A – Affirm the Importance; Your spouse or loved one is not the only who may benefit from the holidays/gift giving festivities. Your thoughts and feelings matter as well, make sure you are heard.

R – Reassure your support: This is different that communicating. Small gestures such as a smile when coming into a crowded room of family and friends, or a light touch on the hand when you can see that they are becoming overwhelmed. Patience is key, but if you are strong, so will they be.

I – Involve yourself in Festivities; Your spouse is individual. The best way to handicap a person suffering from depression/bipolar disorder is to restrict yourself of pleasures. A relationship is a two way street, especially when surrounded by family members and friends. Love your spouse, but never forget to love yourself.

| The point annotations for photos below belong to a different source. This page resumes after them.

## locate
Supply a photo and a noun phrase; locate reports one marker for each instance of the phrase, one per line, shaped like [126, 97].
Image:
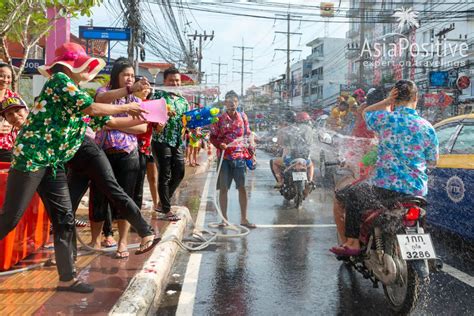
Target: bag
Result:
[251, 161]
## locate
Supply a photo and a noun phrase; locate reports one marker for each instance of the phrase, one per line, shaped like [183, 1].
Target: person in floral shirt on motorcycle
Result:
[167, 144]
[407, 146]
[51, 135]
[229, 135]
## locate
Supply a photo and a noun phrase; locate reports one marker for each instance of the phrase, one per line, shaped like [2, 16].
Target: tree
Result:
[25, 22]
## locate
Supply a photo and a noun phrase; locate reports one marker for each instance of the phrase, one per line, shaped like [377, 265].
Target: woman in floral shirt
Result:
[51, 135]
[121, 148]
[7, 133]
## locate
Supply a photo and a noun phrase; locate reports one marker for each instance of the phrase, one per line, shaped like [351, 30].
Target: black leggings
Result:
[5, 155]
[91, 163]
[138, 196]
[170, 163]
[21, 187]
[124, 167]
[359, 198]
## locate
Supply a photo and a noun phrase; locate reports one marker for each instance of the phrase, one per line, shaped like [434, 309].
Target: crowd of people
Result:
[69, 142]
[407, 146]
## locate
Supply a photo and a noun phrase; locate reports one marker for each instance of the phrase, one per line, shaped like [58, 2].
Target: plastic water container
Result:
[31, 232]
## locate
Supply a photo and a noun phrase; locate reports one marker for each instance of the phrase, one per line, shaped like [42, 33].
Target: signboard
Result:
[104, 33]
[31, 65]
[107, 69]
[463, 82]
[430, 99]
[443, 79]
[439, 79]
[348, 88]
[437, 99]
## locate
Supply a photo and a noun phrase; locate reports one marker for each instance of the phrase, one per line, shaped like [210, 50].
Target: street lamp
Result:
[154, 72]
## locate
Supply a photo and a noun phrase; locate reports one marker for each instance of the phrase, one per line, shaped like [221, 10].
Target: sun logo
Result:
[406, 18]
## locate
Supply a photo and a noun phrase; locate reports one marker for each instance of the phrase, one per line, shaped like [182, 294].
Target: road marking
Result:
[188, 291]
[297, 225]
[461, 276]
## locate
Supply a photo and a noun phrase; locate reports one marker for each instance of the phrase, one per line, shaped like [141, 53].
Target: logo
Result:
[455, 189]
[392, 47]
[406, 18]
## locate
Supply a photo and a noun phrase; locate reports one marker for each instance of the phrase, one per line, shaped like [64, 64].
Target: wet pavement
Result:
[33, 291]
[284, 266]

N – Notice the Triggers; This is I M P O R T A N T. I cannot stress this enough! For example, whenever I’m aggravated ( which is the first phase of my depression phase ), I’ll relieve some stress outdoors. I dislike to be touched during this. No hugs or kisses or even accidental foot-stepping. Being touched while I’m angry is a trigger that causes my anxiety to run rampant and I spiral much faster down a hill. Does she/he flinch when you suddenly touch them? Are they overly ticklish? Do they cry at specific scenes in movies?  These are simple triggers but everyone is different.

G – Guide them; A person, who may even be you, can get lost in the chaos that are holidays. Especially in families where multiple generations get together and what is usually a group of four is now a group of forty! Be there for them, hold their hand. No matter how long you have been together or how comfortable you think they may be, it is the gesture that is recieved that meants the most.


P.S. When it comes to gift giving, pay attention to your spouse. Take into account the letters C – A – R – N from above. We love to get things, but never hold it against us if we push and push.